# taz.de -- Nachruf auf Sängerin Astrud Gilberto: Melancholisch, weltabgewandt
       
       > Astrud Gilberto, die brasilianische Sängerin des Evergreens „The Girl
       > from Ipanema“ und große Stimme der Bossa Nova, ist gestorben.
       
 (IMG) Bild: Hat den Strand von Ipanema bald Richtung USA verlassen: Astrud Gilberto
       
       Ihre Karriere begann mit einem Urknall: Gleich ihre erste professionelle
       Aufnahme, „The Girl from Ipanema“, eine englischsprachige Version des Songs
       „Garota de Ipanema“ von Antônio Carlos Jobim und Vinícius de Moraes, wurde
       1964 zum Welthit, erhielt einen Grammy als „Song des Jahres“ und etablierte
       die brasilianische Bossa nova neben der britischen Invasion und dem Soul
       von Tamla Motown als dritte große prägende Kraft der Pop-Explosion der
       1960er.
       
       Astrud Weinert, eine von drei Töchtern eines in Deutschland geborenen
       Englischprofessors, hatte 1960 den brasilianischen Sänger João Gilberto
       geheiratet (Trauzeuge war übrigens der Schriftsteller Jorge Amado), der mit
       seinem gehauchten und geflüsterten Gesang [1][der Bossa nova] ihr
       charakteristisches Erkennungszeichen implementiert hatte und zu der Zeit in
       seiner Heimat schon eine Legende war.
       
       Außerhalb Brasiliens begannen sich [2][damals vor allem US-Jazzmusiker] für
       diese neuartige, rhythmisch und harmonisch so reiche Musik zu
       interessieren. Der Saxophonist Stan Getz hatte schon mehrere Versuche
       gemacht, Bossa nova dem US-Publikum nahezubringen. Aber erst das 1963
       eingespielte Album „Getz/Gilberto“ führte dann zum Durchbruch.
       
       ## Entscheidende Zutat
       
       Die entscheidende Zutat war dabei nicht [3][die Stimme von João Gilberto]

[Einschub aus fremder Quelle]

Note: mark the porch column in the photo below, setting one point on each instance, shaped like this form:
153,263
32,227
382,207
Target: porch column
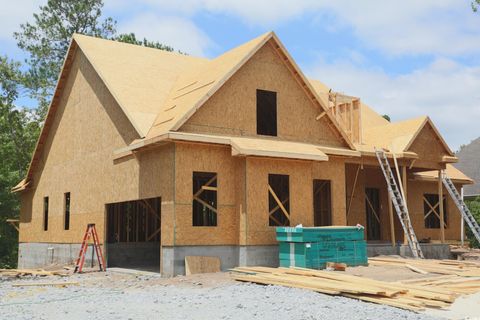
440,205
405,192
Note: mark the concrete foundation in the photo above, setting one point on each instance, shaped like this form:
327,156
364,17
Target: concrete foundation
173,258
430,250
36,255
134,255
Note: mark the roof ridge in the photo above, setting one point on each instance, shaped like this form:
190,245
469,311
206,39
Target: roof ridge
76,36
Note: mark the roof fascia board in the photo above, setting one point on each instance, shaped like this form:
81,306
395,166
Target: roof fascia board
112,92
72,47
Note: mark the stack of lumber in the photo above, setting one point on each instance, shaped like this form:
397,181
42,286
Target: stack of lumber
410,296
446,267
457,284
31,272
314,247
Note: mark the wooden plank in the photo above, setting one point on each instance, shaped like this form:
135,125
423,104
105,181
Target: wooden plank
209,188
36,284
205,204
392,224
440,201
201,264
415,269
353,190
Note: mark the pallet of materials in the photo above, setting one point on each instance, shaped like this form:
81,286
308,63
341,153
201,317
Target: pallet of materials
413,295
313,247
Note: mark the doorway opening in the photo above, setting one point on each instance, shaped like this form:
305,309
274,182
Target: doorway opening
133,234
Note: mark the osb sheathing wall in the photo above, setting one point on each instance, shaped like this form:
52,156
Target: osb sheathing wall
78,158
372,178
301,175
205,158
243,194
232,109
415,205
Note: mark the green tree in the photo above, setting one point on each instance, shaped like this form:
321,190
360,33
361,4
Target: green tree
131,38
474,206
47,38
18,133
475,5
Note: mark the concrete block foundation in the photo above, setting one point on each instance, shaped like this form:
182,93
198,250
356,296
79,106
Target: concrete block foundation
430,250
36,255
134,255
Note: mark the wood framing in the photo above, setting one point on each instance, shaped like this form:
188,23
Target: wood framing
127,124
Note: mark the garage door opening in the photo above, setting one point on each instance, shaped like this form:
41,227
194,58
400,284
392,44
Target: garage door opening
133,234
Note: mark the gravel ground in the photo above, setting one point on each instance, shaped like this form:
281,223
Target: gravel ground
114,296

       (dem Gilberto im Albumtitel), sondern die melancholische, weltabgewandte
       Mädchenstimme von Astrud, die den englischen Text sang, nachdem João den
       portugiesischsprachigen Originaltext intoniert hatte. Der Produzent Creed
       Taylor entschied sich schließlich, einen Edit des Albumtracks anzufertigen,
       Joãos Part zu eliminieren und das Ganze als Single herauszubringen.
       
       Ihre Ehe mit João war zu diesem Zeitpunkt schon am Ende und auch die
       folgende Beziehung mit Stan Getz, der laut den Erinnerungen des
       Journalisten und Textdichters Gene Lees bei Creed Taylor durchgesetzt
       hatte, dass Astrud für ihren Beitrag zum „Girl from Ipanema“ keinen Cent
       bekam, hielt nicht lange.
       
       Astrud Gilberto versuchte sich in den Folgejahren mit wechselndem Erfolg
       als eine Art Mittlerin zwischen den musikalischen Entwicklungen in
       Brasilien und des US-Pop, sang einerseits Titel von [4][Marcos Valle] und
       Milton Nascimento, andererseits von den Beatles und [5][Burt Bacharach] und
       arbeitete mit Arrangeuren wie Eumir Deodato und Marty Paich.
       
       Anfang der 1970er Jahre fuhr sie ihre Aktivitäten deutlich zurück und
       veröffentlichte kaum noch neue Musik. Zu den Ausnahmen gehört ein Album mit
       James Last (1986). In Brasilien pflegte man Astrud Gilberto etwas gehässig
       als One-Hit-Wonder abzutun und wegen ihrer geringen gesanglichen
       Variationsbreite zu verspotten.
       
       ## Müheloses Gelingen
       
       Das hatte womöglich aber auch mit dem Neid darauf zu tun, dass es einer
       Brasilianerin, die nicht schon zuvor lange Lehrjahre in den Nachtclubs von
       Rio absolviert hatte, so mühelos gelungen war, den Weltmarkt zu erobern, um
       dann als Gesicht und Stimme der Bossa nova gehandelt zu werden.
       
       In Großbritannien erfuhr die Künstlerin größere Wertschätzung und war ein
       prägender Einfluss auf Sängerinnen wie Sade, Basia und Alison Statton, die
       Mitte der 1980er Jahre einen neuen Versuch unternahmen, die Stilistiken der
       Bossa nova im Popkanon zu etablieren. Astrud Gilberto starb am 5. Juni in
       ihrer langjährigen Heimat Philadelphia im Alter von 83.